Tatem Burns completed her thesis on the distinct psychological experiences of negotiators in the context of gender and individual difference variables . Her research interests include how gender and individual differences influence negotiation, and how to inform intervention in these areas to improve employee experiences in negotiation and the workplace. In her spare time, Tatem can be found in the yoga studio, rollerblading along the Lake Front Trail, or challenging her cooking skills with a new recipe.
Amber Cotton received the APS 2020 Psychological Science and Entrepreneurship Award for her research on how Black female entrepreneurs maintain work-life boundaries and balance.
Here is an excerpt from an interview on her research:
Amber S. Rouse and Alice F. Stuhlmacher (DePaul University)
Individuals turn to entrepreneurship for many reasons and have different approaches to managing their boundaries between their work and family lives. Rouse and Stuhlmacher found that black female entrepreneurs clustered into five distinct boundary management profiles. These profiles influenced reported family balance effectiveness and career satisfaction, but not family balance satisfaction and life satisfaction.
What drew you to this research?
I entered into graduate school with a desire to study and conduct research in the area of work and family. I have always been interested in understanding how work and family intersect. Once I began studying the topic, I noticed that very limited research exists that focused on the experiences of nontraditional workers (e.g., those who decide to pursue entrepreneurship) and ethnic minorities. So I decided to combine these two areas by focusing on how Black female entrepreneurs manage the boundaries between their work and family lives.

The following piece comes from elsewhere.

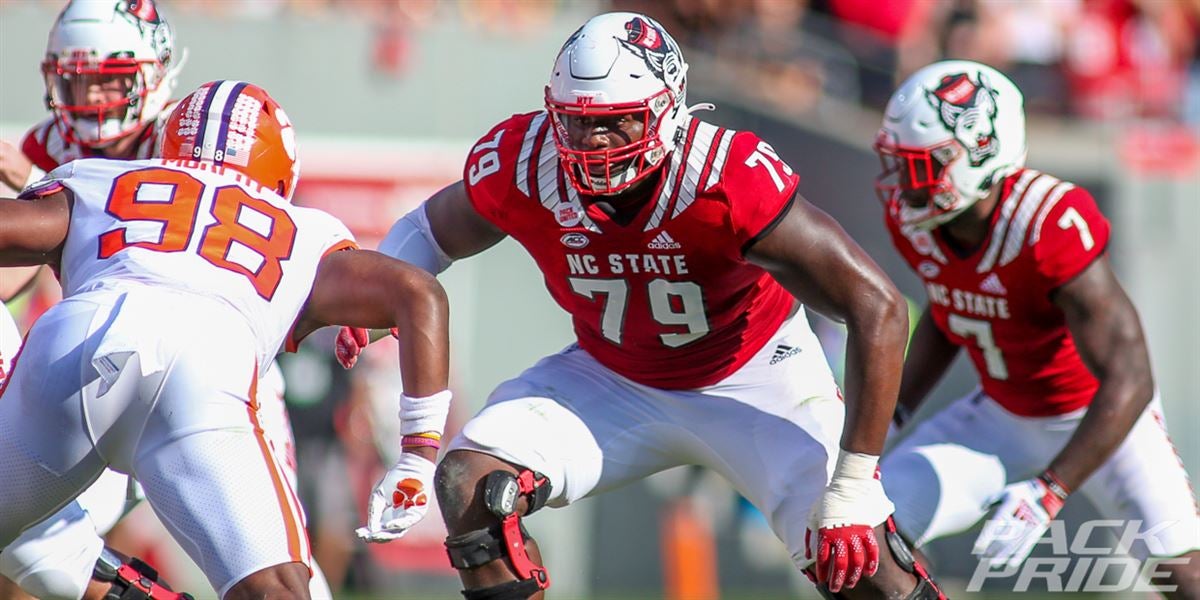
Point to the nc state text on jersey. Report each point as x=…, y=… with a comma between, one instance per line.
x=633, y=263
x=969, y=303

What did the research reveal that you didn’t already know?
One of the key findings of my research revealed that although Black female entrepreneurs in this sample reported being generally satisfied with their work-family balance, Black female entrepreneurs also cited significant barriers in obtaining necessary resources for their businesses including limited funding, training, and education on entrepreneurship. This suggests that more can and may need to be done to assist these women as they journey into entrepreneurship.
What are your plans going forward?
My plans are to continue pursuing research in this area to help broaden our understanding of the unique experiences of minority entrepreneurs. I would also like to offer training and consultation services to minority entrepreneurs to assist them in developing skills to effectively manage both their work and family lives.